Benchmarks - transform operations
Source:../vignettes/articles/b_benchmarks_tf.Rmd
b_benchmarks_tf.Rmd
library(squarebrackets)
#> Run `?squarebrackets::squarebrackets_help` to open the introduction help page of 'squarebrackets'.
Introduction
Base R’s [<-
, [[<-
,
$<-
methods perform in-place modification on subsets of
objects using “copy-on-modify” semantics. The ‘squarebrackets’ R-package
provides 2 alternative semantics for modification: “pass-by-reference”
through the sb_set()
method, and “deep-copy” through the
sb_mod()
method. Moreover, where base ‘R’ provides direct
replacement only, ‘squarebrackets’ provides both replacement (through
the rp
argument) and transformation (through the
tf
argument) mechanics. Thus, ‘squarebrackets’ and base R
are not really directly comparable in terms of benchmarking.

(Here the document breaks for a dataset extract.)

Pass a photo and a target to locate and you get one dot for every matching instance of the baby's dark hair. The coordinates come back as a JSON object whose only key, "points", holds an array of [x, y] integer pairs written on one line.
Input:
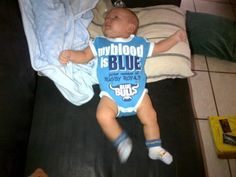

Nonetheless, I have tried to keep the comparisons somewhat fair.
The sb_set()
method is generally several times (2 to 5
times) faster than base R’s in-place modification, and generally uses
about half the memory. The sb_mod()
method is generally
about as fast as base R’s in-place modification, and uses about the same
amount of memory.
Below are some benchmarks to give one an idea of the speed loss.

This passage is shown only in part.